SOCIETA’ – Diseguaglianze e dignità dell’individuo. Le lezioni del Talmud
Le ineguaglianze economiche sono forse la sfida economica più colossale che la società del XXI secolo si trova ad affrontare. Se la ricchezza complessiva negli ultimi decenni è cresciuta a ritmi senza precedenti nella storia dell’umanità, così in parallelo si sono allargati i divari tra chi corre avanti, accumulando fortune sempre più colossali, e chi rimane indietro, non solo o necessariamente in povertà assoluta, ma anche rispetto allo stile di vita a cui aspirerebbe. A riflettere sui problemi legati delle diseguaglianze sociali erano però già oltre 1500 anni fa i Maestri del Talmud. In diversi trattati dell’opera fondamentale del pensiero e delle regole di vita ebraiche, a partire da quello di Bava Metzia, vengono discusse regole e limiti per tutelare gli strati più deboli nella società.
“L’idea è che al potere della ricchezza vadano posti dei confini, che i ricchi abbiano dei doveri nei confronti dei poveri, è profondamente radicata nell’ebraismo” scrive sul Tablet Adam Kirsch, che da anni tiene una rubrica settimanale dedicata agli insegnamenti del Talmud come studiato secondo il ciclo del Daf Yomì (per cui se ne approfondisce una pagina al giorno fino a terminare l’intero testo).

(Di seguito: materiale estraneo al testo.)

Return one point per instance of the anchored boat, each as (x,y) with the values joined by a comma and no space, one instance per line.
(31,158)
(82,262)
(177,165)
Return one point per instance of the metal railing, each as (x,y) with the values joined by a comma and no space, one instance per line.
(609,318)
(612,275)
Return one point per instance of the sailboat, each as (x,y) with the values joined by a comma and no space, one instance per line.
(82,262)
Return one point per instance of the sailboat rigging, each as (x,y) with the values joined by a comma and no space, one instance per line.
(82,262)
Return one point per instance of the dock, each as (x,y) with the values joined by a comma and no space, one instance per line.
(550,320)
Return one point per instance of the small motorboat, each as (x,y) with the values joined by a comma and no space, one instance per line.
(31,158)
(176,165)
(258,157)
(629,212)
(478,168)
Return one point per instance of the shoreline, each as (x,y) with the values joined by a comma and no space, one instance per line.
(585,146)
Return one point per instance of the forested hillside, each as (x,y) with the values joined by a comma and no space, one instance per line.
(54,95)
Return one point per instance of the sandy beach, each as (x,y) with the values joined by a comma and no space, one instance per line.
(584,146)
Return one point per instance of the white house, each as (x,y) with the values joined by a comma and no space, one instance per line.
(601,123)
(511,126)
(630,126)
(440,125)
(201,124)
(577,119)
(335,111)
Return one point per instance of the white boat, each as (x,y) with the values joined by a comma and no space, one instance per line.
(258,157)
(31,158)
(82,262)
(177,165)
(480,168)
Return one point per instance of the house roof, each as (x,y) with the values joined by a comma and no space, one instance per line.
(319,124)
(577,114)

Uno dei concetti chiave è quello secondo cui chi è facoltoso non ha il diritto di dire a chi ha mezzi limitati che deve accontentarsi del minimo indispensabile, perché ciascun essere umano merita la stessa dignità. “Non c’è nulla che vada considerato troppo per il povero, perché tutta Israele è figlia di re” sottolinea per esempio il maestro Abaye. Un’affermazione che ha implicazioni importanti perché tra le regole chiave dei rapporti fra creditori e debitori è quella che il creditore non ha diritto di privare il debitore di ciò che gli serve per vivere: se gli porta via l’aratro per un debito non pagato, dovrà restituirglielo ogni giorno e riprenderlo la sera per consentirgli di lavorare, se gli porta via coperte e cuscini dovrà riportarli indietro ogni notte per permettergli di dormire. I rabbini discutono fino a che punto questa regola vada applicata, anche in ottica di tutela del creditore. Ma Rabbi Akiva non aveva dubbi: se il debitore possiede un mantello di gran lusso da 10mila denari, e un debito da 1000, colui che gli ha prestato i soldi non potrà pretendere di venderlo e restituirgli il resto sulla base del fatto che il mantello è al di sopra delle sue esigenze.

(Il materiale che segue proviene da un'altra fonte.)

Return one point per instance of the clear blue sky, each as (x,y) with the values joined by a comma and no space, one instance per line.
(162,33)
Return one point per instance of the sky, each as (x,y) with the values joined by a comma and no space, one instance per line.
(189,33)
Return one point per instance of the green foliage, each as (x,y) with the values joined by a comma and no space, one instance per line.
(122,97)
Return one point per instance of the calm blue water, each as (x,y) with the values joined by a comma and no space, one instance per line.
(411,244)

Un altro principio che si ritrova nel Talmud è quello del rispetto del lavoro: è proibito al datore di lavoro ritardare il pagamento del compenso al lavoratore. “Chiunque trattenga la paga dei propri dipendenti viola cinque proibizioni e un mitzvah positiva” spiegano i Saggi. La finestra temporale concessa è limitata: il denaro va versato entro la sera stessa della prestazione. La logica risiede nel fatto di assicurare ai lavoratori la possibilità di comprare il necessario per la giornata, ma vengono concesse delle eccezioni, per esempio ai mercanti che possono pagare dopo il giorno di mercato, perché è in quel momento che essi stessi ricevono il compenso dei loro commerci. L’essenziale è insomma che il datore di lavoro paghi alle scadenze prefissate e queste scadenze consentano al lavoratore di sostenere le proprie spese.
Responsabilità verso il prossimo e verso la collettività, dignità dell’individuo a prescindere dalla condizione sociale, rispetto del lavoro: lezioni senza tempo, che troppo spesso le società del terzo millennio non hanno ancora acquisito. O talvolta, addirittura dimenticato.